Dense wood. Così saranno le smart city del prossimo futuro

Legno malleabile e flessibile tanto da essere usato come un’ecopelle per accessori vegani. E legno, nella versione ‘aumentato’ (augmented wood), da anni sperimentato e pronto a sostituire vetro e plastica.

Già nella moda per il talento italiano

Legno sapientemente trattato con la tecnologia tanto da diventare un nuovo materiale altamente sostenibile, realizzato e introdotto nel mondo della moda della startup italiana Woove (abbanews.eu ne ha scritto un anno fa) con i suoi modelli di scarpe di sicura seduzione, e nei settori dell’automobile e della smart home dalla ‘collega’ transalpina Wodoo, la cui tecnologia ha visto la luce al MIT di Boston.

Il fondatore di quest’ultima, l’abile francese Thimotée Boitouzet, ha progettato con la Mercedes un cruscotto realizzato con il “legno aumentato”, con comandi digitali integrati per sostituire quello in plastica e con la Switchr e Jaspr per sostenere schermi a parete e display di comandi.

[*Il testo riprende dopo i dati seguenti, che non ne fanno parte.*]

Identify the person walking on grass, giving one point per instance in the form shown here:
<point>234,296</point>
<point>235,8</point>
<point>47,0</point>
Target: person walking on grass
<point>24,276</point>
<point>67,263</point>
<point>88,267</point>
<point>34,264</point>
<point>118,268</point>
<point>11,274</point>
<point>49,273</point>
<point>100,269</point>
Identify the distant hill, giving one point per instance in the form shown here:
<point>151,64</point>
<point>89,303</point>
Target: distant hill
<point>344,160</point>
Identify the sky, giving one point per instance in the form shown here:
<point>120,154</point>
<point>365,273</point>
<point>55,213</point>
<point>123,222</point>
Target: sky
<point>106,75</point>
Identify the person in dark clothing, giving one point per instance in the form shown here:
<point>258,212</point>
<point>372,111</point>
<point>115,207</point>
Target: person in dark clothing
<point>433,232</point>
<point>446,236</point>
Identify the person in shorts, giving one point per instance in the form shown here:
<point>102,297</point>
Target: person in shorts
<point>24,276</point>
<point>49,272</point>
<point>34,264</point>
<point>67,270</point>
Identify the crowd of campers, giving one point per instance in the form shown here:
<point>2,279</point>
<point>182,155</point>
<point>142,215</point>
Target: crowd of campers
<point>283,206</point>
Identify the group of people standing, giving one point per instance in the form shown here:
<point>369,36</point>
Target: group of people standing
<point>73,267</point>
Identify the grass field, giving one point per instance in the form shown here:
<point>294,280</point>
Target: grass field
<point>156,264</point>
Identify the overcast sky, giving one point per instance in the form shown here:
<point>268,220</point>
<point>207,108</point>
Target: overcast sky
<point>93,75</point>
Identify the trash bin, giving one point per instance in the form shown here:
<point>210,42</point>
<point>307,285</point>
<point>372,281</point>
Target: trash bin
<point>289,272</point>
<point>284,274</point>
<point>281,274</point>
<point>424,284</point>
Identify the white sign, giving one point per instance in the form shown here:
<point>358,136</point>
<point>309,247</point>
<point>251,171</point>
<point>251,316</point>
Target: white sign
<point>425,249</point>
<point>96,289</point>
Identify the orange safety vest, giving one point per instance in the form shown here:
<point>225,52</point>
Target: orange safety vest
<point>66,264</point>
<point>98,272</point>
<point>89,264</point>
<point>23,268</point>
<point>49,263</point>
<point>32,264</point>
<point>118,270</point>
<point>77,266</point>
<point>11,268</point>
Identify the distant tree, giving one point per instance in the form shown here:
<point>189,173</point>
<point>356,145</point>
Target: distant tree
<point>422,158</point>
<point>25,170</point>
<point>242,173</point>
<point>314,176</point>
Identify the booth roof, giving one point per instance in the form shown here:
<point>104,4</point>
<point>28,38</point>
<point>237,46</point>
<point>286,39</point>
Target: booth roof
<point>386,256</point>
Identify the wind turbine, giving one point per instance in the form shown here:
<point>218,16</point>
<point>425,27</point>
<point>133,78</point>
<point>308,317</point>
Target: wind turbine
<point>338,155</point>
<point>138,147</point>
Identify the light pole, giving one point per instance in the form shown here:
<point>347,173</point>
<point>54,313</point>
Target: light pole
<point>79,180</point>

Con l’estrazione della lignina da fogli di legno dello spessore di mezzo millimetro e sostituendola con un biopolimero, sostiene Boitouzet di aver ottenuto un materiale eco-friendly che garantisce il notevole risparmio di emissione di carbonio che va “dalle 7 alle 230 volte secondo il materiale che sostituisce”.

Entrambe le start up usando il legno come materia prima (pregiato noce, ciliegio e acero per Woowe, di minore qualità come pini marittimi faggi e betulle per Woodoo), hanno creato modelli d’impresa che rispondono in ogni loro fase ai criteri dell’economia circolare.

E non si ferma qui. Il legno aumentato continua ad essere studiato per altre applicazioni: oltre all’industria della moda, dell’arredamento, delle automobili si punta alla sua utilizzazione nell’industria nautica ed edile.

Dense wood al posto del cemento

Woodoo, punta al dense wood ovvero al legno lamellare aumentato resistente al punto da realizzarci facciate, tetti, pavimenti e ottenuta la certificazione CTSB (è attesa per il 2025), nel futuro prossimo, anche gli elementi portanti.

Se  si avvererà la previsione che vuole entro il 2050 il 70% di una popolazione mondiale di 9 miliardi di persone vivere nelle città, allora i centri urbani non potranno che essere una fusione di natura e innovazione con il legno, rinnovabile al 100%, protagonista ideale.